Country | Canada |
---|---|
Established | 1912 |
Location | Calgary, Alberta |
Coordinates | 51°02′48″N 114°03′28″W / 51.046534°N 114.057773°WCoordinates: 51°02′48″N 114°03′28″W / 51.046534°N 114.057773°W |
Branches | 18 |
Collection | |
Size | 2,332,581 (2012) |
Access and use | |
Circulation | 17,121,718 |
Other information | |
Director | Bill Ptacek |
Website | calgarylibrary |
The Calgary Public Library (CPL) is a distributed library system featuring 18 branch locations including the Central Library. It is the second most used system in Canada (after the Toronto Public Library) and the sixth most used library system in North America. This is despite the fact that the Calgary Public Library has one of the lowest per capita funding in the country, receiving as little as half the money of other Canadian public libraries.
The Calgary Public Library Board of Trustees was established on May 18, 1908. R. B. Bennett, who would later serve as Prime Minister of Canada, was among the five people appointed to the board. The first public library opened on January 2, 1912, thanks in part to the generosity of Scottish / American industrialist and philanthropist Andrew Carnegie.
Carnegie funded $80,000 of the $100,000 cost of Calgary’s Central Library, (now renamed the Memorial Park Branch), pressuring City Hall to fund the rest.
The building was the first purpose-built public library in Alberta. It was designed by Boston architects McLean & Wright, and built out of local Paskapoo Sandstone (a soft stone that today presents a substantial preservation challenge). This library branch is a copy of a library in Attleboro, Massachusetts.
In 1929 the formal Victorian-style park surrounding the Central Library was dedicated to the honour of those who had died in the Great War. During construction of the original building, the Calgary Library Board sought out a librarian to oversee the opening of its new library. In January 1911, Alexander Calhoun, a thirty-one-year-old graduate of Queen's University, was appointed Calgary's Librarian.
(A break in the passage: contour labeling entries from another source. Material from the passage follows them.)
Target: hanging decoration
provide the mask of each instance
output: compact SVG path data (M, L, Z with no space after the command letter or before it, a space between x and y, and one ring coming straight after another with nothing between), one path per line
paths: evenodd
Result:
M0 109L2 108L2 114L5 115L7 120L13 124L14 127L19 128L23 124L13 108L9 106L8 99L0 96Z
Calhoun served as the head of the Calgary Public Library until his retirement in 1945.
When a new downtown central library was constructed in the early 1960s, the original branch was renamed the Memorial Park branch, and still operates today. An addition to the 1960s Central Library was built in 1974, doubling the size of the building.
Calgary Public Library Facts (2012):
Today, the current Central Library building is considered too small to meet the needs of Calgary's population and lacks the infrastructure to support new technology. Preliminary planning and public consultation for a new central library have been completed, and the project is expected to cost between C$225 million and C$250 million. City Hall has allocated C$175 million to the project.